X-rays are necessary to evaluate the extent of the injury. At times a stress x-ray will be ordered by the surgeon to determine instability of the midfoot and see if the joints move (typically these do not move unless provoked by injury). Typically a CT scan will be ordered for further evaluation of the small midfoot bones as well as for surgical planning if surgery is needed.

Non-surgical Treatment

Treatment of Lisfranc injuries depends upon the type and severity of the injury: If your surgeon has determined that your Lisfranc injury/fracture is stable and does not require surgery you will be placed in a removable boot with the ability to weight bear as tolerated in the boot.

  • Rest: Stay off the injured foot during the acute phase.
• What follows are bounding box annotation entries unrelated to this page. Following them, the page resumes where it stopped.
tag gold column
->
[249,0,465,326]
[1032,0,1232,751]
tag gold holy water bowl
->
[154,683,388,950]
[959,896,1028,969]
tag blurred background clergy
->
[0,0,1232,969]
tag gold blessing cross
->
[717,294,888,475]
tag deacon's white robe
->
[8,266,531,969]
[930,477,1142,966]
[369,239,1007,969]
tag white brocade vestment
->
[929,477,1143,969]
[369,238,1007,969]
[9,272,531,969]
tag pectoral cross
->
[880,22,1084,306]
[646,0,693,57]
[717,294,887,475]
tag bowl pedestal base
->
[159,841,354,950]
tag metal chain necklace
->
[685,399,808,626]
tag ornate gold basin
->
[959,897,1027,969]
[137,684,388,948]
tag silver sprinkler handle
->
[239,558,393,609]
Only necessary activities are advised
  • Ice: Apply an ice pack to the injured area as well as behind the knee placing a thin towel between the ice and the skin. Use ice for 20 minutes and then wait at least 40 minutes before icing again.
  • Compression: An elastic wrap may be recommended by your surgeon to control swelling.
  • Elevation: The foot/ankle should be raised slightly above the level of your heart to reduce swelling.
  • Medications: To help relieve the pain, the surgeon may prescribe pain medications or anti-inflammatory drugs for non-operative Lisfranc fractures.
  • Immobilization: At times due to other medical conditions or fracture patterns. The surgeon may recommend immobilization with the removable boot or a short leg cast. Crutches/walker/knee scooter/wheel chair may also be needed to avoid placing weight on the injured foot until healing is noted radiographically and clinically.

Surgery

After your surgeon has determined the severity of your fracture through the clinical exam and diagnostic modalities surgery may be required to anatomically stabilize the Lisfranc injury/fracture pattern. The surgeon will select and discuss the necessary procedure that is appropriate for your injury.